The labour-intensive manufacturing of the day allowed no fewer than five body styles: XP came in sedan, wagon, coupe, ute and van, with spec choices comprising base, Deluxe, Futura and a new nameplate, Fairmont. The latter two spec levels came with bucket seats.
The stylish XP two-door hardtop – as with the previous XM hardtop – was built using imported turret sections from the US Mercury Comet model in the US. In the quest for strength, these hardtop bodies were built from steel one gauge thicker than that of the sedans.
The XP’s front coil and ball-joint suspension and rear live axle with semi-elliptic springs proved themselves tough enough, as did the heavily reworked drum brakes. Indeed, singled out for praise in the XP’s braking ability was the new-fangled “Hardie-bestos” lining material. D’oh!

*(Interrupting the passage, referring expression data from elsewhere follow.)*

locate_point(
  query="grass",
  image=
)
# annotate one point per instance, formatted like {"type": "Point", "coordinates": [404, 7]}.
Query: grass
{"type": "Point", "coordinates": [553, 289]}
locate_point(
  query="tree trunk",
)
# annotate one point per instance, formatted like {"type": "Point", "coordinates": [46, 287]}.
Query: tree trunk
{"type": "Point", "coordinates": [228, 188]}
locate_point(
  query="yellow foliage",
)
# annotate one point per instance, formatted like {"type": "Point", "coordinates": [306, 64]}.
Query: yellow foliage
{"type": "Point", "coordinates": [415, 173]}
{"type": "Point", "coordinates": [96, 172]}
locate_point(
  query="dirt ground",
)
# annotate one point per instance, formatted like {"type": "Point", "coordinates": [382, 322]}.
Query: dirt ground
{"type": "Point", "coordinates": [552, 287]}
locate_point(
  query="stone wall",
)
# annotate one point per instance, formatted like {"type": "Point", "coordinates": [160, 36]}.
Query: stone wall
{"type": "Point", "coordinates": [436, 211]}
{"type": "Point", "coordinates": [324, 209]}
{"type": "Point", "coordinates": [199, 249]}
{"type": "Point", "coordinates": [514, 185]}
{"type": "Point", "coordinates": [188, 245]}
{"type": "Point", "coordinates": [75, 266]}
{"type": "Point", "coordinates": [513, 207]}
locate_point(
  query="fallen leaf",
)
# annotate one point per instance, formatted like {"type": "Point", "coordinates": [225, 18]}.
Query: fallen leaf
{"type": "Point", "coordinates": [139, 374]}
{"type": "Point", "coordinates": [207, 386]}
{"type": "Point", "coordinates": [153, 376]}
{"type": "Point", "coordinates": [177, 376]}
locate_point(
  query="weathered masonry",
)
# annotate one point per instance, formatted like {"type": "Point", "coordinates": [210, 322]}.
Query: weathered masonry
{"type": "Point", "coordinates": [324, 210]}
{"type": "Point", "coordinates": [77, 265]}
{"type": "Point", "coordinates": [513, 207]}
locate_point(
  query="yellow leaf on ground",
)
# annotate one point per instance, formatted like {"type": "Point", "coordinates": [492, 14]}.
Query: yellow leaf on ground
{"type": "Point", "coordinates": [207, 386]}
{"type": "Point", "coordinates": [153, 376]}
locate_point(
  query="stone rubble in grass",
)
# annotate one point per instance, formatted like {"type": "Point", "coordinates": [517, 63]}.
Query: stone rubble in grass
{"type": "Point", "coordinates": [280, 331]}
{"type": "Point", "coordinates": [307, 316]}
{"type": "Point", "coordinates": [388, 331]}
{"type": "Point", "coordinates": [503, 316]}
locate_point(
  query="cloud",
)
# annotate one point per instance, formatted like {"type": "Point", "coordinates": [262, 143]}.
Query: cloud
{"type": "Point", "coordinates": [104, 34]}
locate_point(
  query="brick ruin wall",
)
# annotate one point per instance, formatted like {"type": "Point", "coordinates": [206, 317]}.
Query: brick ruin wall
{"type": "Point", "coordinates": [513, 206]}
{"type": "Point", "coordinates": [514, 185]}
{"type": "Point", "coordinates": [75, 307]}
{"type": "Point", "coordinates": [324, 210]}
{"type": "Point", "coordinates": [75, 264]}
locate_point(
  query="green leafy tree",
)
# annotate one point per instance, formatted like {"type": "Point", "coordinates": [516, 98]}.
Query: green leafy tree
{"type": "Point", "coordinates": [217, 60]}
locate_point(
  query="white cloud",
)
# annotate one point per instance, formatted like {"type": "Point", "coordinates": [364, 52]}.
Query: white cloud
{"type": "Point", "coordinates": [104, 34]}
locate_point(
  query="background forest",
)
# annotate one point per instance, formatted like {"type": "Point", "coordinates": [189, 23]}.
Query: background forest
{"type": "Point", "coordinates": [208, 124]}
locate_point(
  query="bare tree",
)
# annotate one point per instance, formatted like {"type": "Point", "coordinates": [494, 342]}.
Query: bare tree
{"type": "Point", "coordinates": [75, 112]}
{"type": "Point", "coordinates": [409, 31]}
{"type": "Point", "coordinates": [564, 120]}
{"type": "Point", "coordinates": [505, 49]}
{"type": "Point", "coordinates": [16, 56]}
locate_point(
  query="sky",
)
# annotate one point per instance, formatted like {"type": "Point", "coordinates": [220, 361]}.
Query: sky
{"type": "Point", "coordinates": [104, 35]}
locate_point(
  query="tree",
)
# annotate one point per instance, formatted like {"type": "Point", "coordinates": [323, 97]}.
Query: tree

The Fairmont stepped up to 14-inch wheels, to accommodate the first power-assisted front disc brakes as standard on an Australian-built car.
Falcon’s pushrod inline six-cylinder engine was available in 2.4-, 2.8- and 3.3-litre versions, the latter Super Pursuit 200 offering 90kW/237Nm, an improvement of about 10% on the Pursuit 170. The base ‘144’ engine came with three-on-the-tree manual only, while Super Pursuits could be optioned with a new, Aussie-made Borg Warner three-speed auto.
Contemporary road tests praised the XP for its ride control and comfort, though the steering killed the buzz somewhat, with five turns lock-to-lock. Despite that, Wheels magazine gave the XP its 1965 Car of the Year gong (and would do the same again in 1966 for the new-generation XR).
Along with seeing XPs speeding across their screens in the new TV hit show Homicide, buyers were finally convinced that the Falcon had the muscle for Australian conditions. Around 71,000 XPs would be sold in a 16-month production life, an estimated 10% of those being the hardtops.
Not everyone knows this, but the great heritage of V8 Falcons began with the XP. With Ford approval, Sydney speedway champion and speed shop proprietor Bill Warner developed 260ci and 289ci V8-equipped ‘Sprint’ hardtops from late-’65, using Aussie-made cars and imported Fairlane V8 engines.
For most of the next 50 years, you’d have thought that Ford Australia and the Falcon were unstoppable.